During my thirty-four+ year career with TW, I flew many 'polar' flights on both the 707 and the 747 between LAX-LHR and SFO-LHR. There's no disputing the fact that a great circle is the shortest distance between two points on the globe. Airlines, however, seldom fly great circle routes as their routes are dictated by the presence of the jet stream winds that have a tremendous impact on flight time, especially with the longer segments such as the 'polar' flights that can have durations of up to eleven hours or more. While the jet streams are normally further north during the summer, there are times when the winds are centralized over the States and the computer will spit out a flight plan taking the flight close to the 'Big Apple', taking advantage of the tail wind. I've flown directly over New York City on more than one occasion while flying to LHR from the west coast. I've also overflown NYC on the westbound leg out of LHR, also to the dismay of some passengers who were expecting to see polar bears! [Big Grin]

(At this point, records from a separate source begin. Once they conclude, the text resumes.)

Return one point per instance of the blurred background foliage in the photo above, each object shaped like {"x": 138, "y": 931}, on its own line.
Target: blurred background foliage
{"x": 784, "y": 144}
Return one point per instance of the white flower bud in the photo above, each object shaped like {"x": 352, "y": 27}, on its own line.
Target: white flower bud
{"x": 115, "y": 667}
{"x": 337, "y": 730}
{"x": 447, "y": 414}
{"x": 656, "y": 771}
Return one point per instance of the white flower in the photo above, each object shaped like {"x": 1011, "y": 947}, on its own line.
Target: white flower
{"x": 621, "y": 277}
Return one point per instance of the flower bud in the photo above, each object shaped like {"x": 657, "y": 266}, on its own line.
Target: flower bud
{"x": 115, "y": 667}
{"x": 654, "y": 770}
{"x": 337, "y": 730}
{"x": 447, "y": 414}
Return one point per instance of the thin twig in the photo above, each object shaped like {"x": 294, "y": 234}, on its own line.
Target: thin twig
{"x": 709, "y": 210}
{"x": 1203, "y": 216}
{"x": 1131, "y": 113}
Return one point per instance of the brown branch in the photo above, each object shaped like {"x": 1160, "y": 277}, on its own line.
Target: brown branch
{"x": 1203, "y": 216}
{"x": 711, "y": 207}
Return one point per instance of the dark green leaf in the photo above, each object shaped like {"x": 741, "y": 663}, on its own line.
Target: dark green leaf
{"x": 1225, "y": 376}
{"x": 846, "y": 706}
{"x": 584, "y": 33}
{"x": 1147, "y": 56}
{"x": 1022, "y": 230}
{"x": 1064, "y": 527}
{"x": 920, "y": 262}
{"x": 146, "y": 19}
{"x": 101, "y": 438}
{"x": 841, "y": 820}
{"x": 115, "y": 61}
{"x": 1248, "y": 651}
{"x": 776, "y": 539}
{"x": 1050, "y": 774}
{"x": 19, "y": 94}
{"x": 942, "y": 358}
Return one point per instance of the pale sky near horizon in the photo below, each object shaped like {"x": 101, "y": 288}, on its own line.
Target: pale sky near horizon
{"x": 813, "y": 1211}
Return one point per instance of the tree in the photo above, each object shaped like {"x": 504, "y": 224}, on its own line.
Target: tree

As to the writer's comparison with BA's engine failure; again, that statement shows pure ignorance. Foreign carriers are not subject to our FARs (U.S. regulations) and therefore can exercise greater latitude in their decisions, consistent with safety. The last time that I checked, pilots didn't have a death wish. There's no question in my mind that the pilots of both carriers exercised prudent judgement and acted in a professional manner with safety upper most in their minds.

Don [Cool]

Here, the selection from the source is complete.